The health issue is all encompassing, inescapable, and growing fast. TDCJ estimates its mentally ill population, for example, at about one-quarter of the total population. National correctional officials place the average "mental disorders of some kind" at closer to 70%. The courts are just beginning to address issues of the mentally ill and mentally retarded held behind bars, which has Texas policymakers worried. (The current judicial consensus is, for example, that we can execute the mentally ill but not the mentally retarded.) Some of the same decisions are now being made about prison mental health care. What can be ignored, and what must be treated? Whatever the result, it's likely to mean even greater expense to the state.

"It opens Pandora's box when we start talking about effective treatment for mental health," James Gondles, executive director of the American Corrections Association, warned Rep. Allen's committee last year, "because it is exceedingly expensive and in many cases you can't see results for years and years. I think [mental health] is going to be the first chapter of the first decade of the 2000s' [premier] legal issue." Yet there is a persistent rumor that TDCJ has stopped certain screening tests of new inmates for mental impairments. TDCJ spokesman Mike Viesca says that screening methods remain unchanged.

Counting Time

Is the health care provided to Texas prisoners the best that money can buy? No. No organ transplants are performed, for example.

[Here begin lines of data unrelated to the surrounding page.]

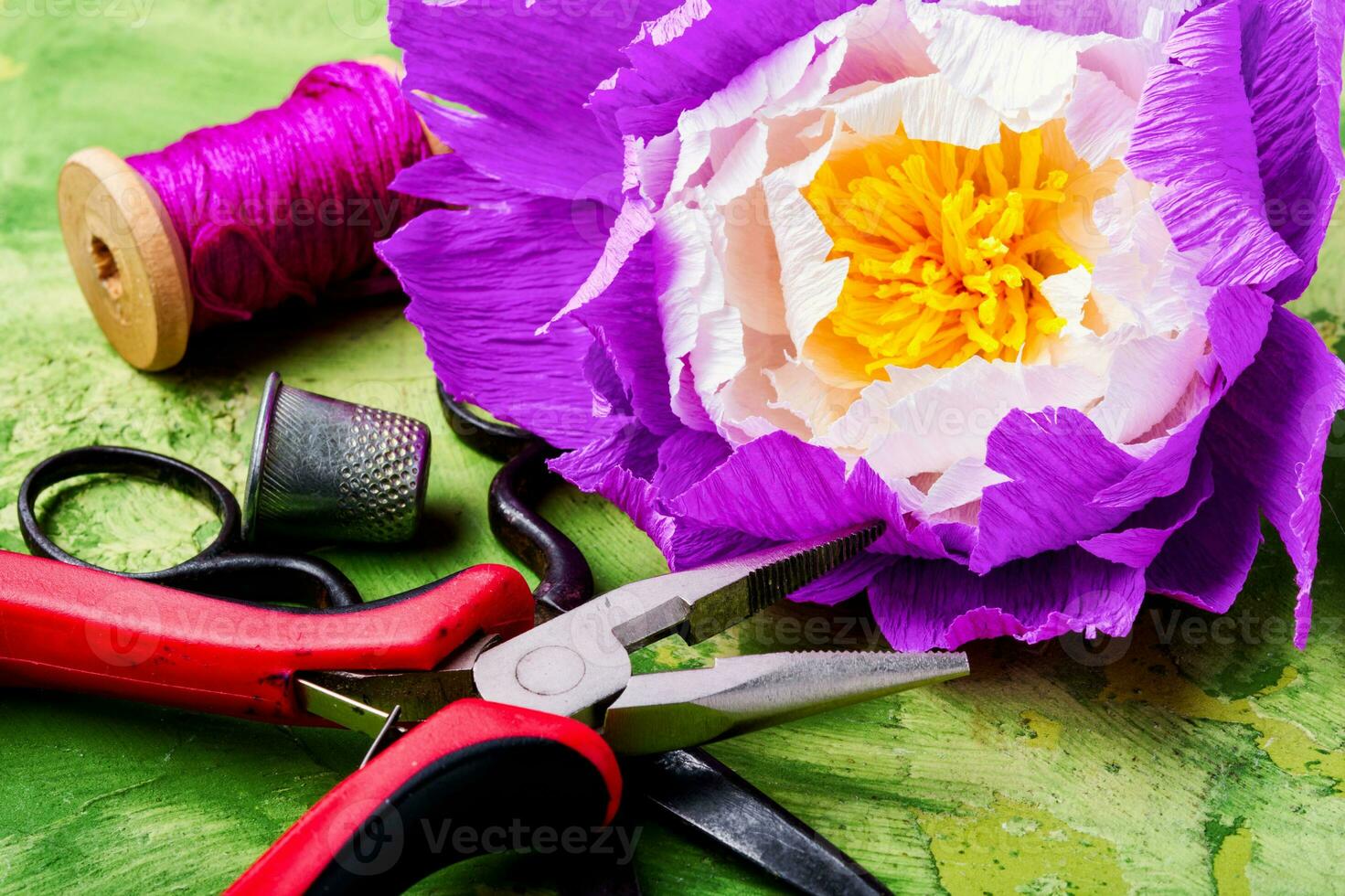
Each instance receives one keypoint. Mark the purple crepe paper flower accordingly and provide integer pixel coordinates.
(1009, 277)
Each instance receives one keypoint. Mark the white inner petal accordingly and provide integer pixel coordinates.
(745, 274)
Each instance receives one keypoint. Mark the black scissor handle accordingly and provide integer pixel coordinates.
(219, 570)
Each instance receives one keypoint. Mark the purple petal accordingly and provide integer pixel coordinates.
(525, 71)
(625, 322)
(1291, 53)
(479, 293)
(1138, 539)
(922, 604)
(1207, 561)
(780, 488)
(1273, 431)
(1193, 134)
(1057, 462)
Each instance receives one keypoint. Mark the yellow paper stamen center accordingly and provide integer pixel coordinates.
(947, 247)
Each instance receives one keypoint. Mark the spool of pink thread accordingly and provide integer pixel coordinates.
(241, 219)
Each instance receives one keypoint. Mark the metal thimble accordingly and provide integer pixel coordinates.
(327, 470)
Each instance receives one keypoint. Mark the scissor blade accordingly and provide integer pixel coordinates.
(668, 710)
(704, 602)
(705, 794)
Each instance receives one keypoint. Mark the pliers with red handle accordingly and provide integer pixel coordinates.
(502, 721)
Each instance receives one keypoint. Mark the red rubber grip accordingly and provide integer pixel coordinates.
(473, 766)
(91, 631)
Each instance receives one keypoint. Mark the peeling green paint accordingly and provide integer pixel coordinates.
(1017, 848)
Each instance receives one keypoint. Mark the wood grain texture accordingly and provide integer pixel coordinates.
(1200, 756)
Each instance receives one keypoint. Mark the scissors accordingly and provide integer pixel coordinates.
(226, 567)
(564, 588)
(689, 786)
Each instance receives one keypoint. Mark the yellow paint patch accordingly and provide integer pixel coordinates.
(948, 247)
(1286, 742)
(1011, 847)
(1231, 864)
(1042, 732)
(10, 69)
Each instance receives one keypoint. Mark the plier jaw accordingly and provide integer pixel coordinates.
(579, 665)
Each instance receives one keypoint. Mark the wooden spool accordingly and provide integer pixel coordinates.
(127, 256)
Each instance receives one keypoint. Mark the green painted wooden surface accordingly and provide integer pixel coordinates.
(1204, 756)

But the care is probably the best that can be provided for what the Texas Legislature is willing to pay. The marching orders to prison administrators are basically to provide the minimum amount of health care above what would draw the interest of a federal judge. The doctors and nurses and therapists, in general, do the best they can with what they have.

At the prison hospital, the students are the difference. Young nurses and doctors will spend more time with patients than will a hurried professional. But this is an unfashionable and ill-rewarded side of medicine that few want to pursue when they graduate. At the Galveston hospital, for example, seven times a day, there are prisoner counts. All care stops, theoretically, unless some kind of immediate life-preserving procedure is taking place. Doctors report they once had to stabilize a suicidal patient, just to send him back to Huntsville for a prompt appointment with the executioner.

Earlier this year, there was a particularly bad case. A convicted murderer, doing life, who was also a self-abuser – scars everywhere – came in on a suicide watch. Still, he managed to hang himself. Prisoners can be very resourceful. This guy was pretty messed up, inside and out, but he still had game. Of course, somebody on watch may have screwed up.

But in this patient population – more than any other – shit happens.

Editor's Note: Staff writer Lucius Lomax is a student in the UTMB School of Nursing.